Wester Drumlins koleksiyonunun gururu. Onu da orada bulduk.
El orgullo de la colección de Wester Drumblins la encontramos allí también.
Onu körfezde bulduk, ve açıkçası uzun bir süre suda kaldınız.
Lo encontramos flotando por la bahía, y, obviamente, usted ha estado en el agua algún tiempo.
İnsanlar bana onu nasıl bulduğumuzu soruyorlar ben de, önce, "biz onu bulmadık" diyorum "sadece evini bulduk" sonra da diyorum ki "onu da biz bulmadık, o bize verdi".
La gente me pregunta cómo lo encontramos... y yo digo, primero, nosotros no lo encontramos... Sólo su casa. y en segundo lugar, nosotros no la encontramos, él nos lo proporcionó.
Onu caddenin ortasında oturmuş, trafiği yönlendirirken bulduk.
Lo encontré sentado en medio de la calle dirigiendo el tráfico.
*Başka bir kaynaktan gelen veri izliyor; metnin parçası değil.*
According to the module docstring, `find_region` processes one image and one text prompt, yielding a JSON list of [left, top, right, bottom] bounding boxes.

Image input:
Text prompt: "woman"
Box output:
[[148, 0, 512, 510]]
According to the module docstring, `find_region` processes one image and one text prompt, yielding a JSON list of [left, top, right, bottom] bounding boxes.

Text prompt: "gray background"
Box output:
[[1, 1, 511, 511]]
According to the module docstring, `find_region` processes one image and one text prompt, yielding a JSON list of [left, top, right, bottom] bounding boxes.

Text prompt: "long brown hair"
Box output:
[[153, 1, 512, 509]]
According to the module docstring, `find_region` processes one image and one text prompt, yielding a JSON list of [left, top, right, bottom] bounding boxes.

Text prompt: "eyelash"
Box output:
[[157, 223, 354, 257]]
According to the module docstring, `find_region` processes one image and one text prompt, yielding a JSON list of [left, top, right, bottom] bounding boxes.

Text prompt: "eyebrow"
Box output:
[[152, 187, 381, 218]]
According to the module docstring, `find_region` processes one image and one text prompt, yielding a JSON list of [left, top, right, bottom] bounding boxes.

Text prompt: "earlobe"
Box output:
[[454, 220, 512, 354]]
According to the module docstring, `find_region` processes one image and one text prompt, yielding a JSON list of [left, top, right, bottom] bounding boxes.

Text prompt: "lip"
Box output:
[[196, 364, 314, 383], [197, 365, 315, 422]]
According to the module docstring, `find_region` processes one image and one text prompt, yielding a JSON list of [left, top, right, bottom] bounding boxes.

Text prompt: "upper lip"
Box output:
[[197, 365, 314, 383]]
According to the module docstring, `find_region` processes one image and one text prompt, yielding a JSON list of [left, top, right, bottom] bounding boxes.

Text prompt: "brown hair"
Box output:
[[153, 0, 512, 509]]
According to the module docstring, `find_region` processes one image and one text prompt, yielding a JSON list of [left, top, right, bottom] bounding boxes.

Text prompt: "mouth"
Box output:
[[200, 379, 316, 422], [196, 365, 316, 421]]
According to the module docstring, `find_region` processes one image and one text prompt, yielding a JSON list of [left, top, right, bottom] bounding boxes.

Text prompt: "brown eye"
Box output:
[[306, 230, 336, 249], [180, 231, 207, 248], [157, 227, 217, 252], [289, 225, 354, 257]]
Sonunda onu sokakta bulduk.
Finalmente lo encontramos, vivía en la calle.
Sanırım onu bulduk.
?
Onu böyle bulduk.
Así fué como lo encontramos.
Onu bu sabah evinde kemeriyle boğulmuş olarak bulduk.
Lo encontramos esta mañana en su apartamento, colgando de un cinturon.
- Bulduk onu.
¡ Estoy aquí!
Gül yapraklarının üstünde, onu öldürmek için kullandığın ilacın üzerindekilerle aynı olan parmak izlerini bulduk.
Hemos encontrado tus huellas en esos pétalos de rosa... Y coinciden con las del cartucho usado para matarla.
Evet, onu sokakta yatarken bulduk.
Sí, le encontramos tendido en la calle...
Onu dalgın bir şekilde bulduk.
Lo hallamos pensativo.
Bunu biliyorum Barry çünkü derini, onu öldüren 45'liğin horozunda bulduk.
Sé esto, Barry porque recuperamos tu piel del gatillo de la.45 que la mató.
Onu uyandırmaya geldiğimizde bu şekilde bulduk.
Cuando entramos a despertarlo, esto es lo que encontramos.
Onu bir otel odasında bulduk.
La encontramos en una habitación de hotel.